Pushing the attention on to directors is not entirely wrong, though it is an
agenda that works in the best interests of IPs. But it is directors who are
responsible for running companies and paying creditors. It is right they should
be held accountable. Whether more should be disqualified is another issue.
Certainly directors should feel they could face sanction for illegitimate use of
procedures – but it comes down to enforcement and policing. In times like these,
when so many companies are going bust, there is bound to be an increase in abuse
– which should be met with a corresponding lift in the enforcement activities.
That’s where the difference will be made in this sensitive issue.

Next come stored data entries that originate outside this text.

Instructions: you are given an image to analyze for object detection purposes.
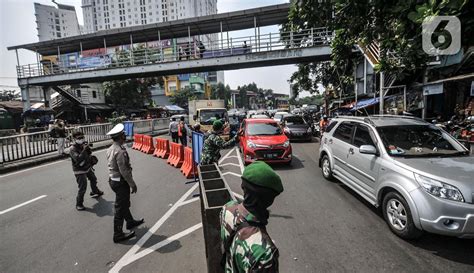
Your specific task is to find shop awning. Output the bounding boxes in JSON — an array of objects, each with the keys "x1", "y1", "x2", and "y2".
[
  {"x1": 351, "y1": 96, "x2": 394, "y2": 111},
  {"x1": 165, "y1": 105, "x2": 185, "y2": 111}
]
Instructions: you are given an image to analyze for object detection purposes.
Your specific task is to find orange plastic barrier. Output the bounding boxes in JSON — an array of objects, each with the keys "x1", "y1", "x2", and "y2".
[
  {"x1": 180, "y1": 146, "x2": 197, "y2": 178},
  {"x1": 132, "y1": 134, "x2": 143, "y2": 150},
  {"x1": 167, "y1": 142, "x2": 184, "y2": 167},
  {"x1": 153, "y1": 138, "x2": 170, "y2": 158},
  {"x1": 140, "y1": 135, "x2": 155, "y2": 154}
]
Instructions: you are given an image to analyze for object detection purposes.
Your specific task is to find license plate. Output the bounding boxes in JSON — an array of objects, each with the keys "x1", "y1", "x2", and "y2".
[{"x1": 264, "y1": 153, "x2": 278, "y2": 159}]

But one of the more interesting comments about SIP 16 was that it would not
convince the public that pre-packs are not open to abuse. That’s for two
reasons. Firstly, because they are open to abuse. Most systems are. The question
is whether anything is being done to reduce the abuse. Secondly, a regulation
that insists on retrospective transparency will never convince a public that is
used to real time openness. Pre-packs are useful and, if we want to continue
using them, we may have to pay that price.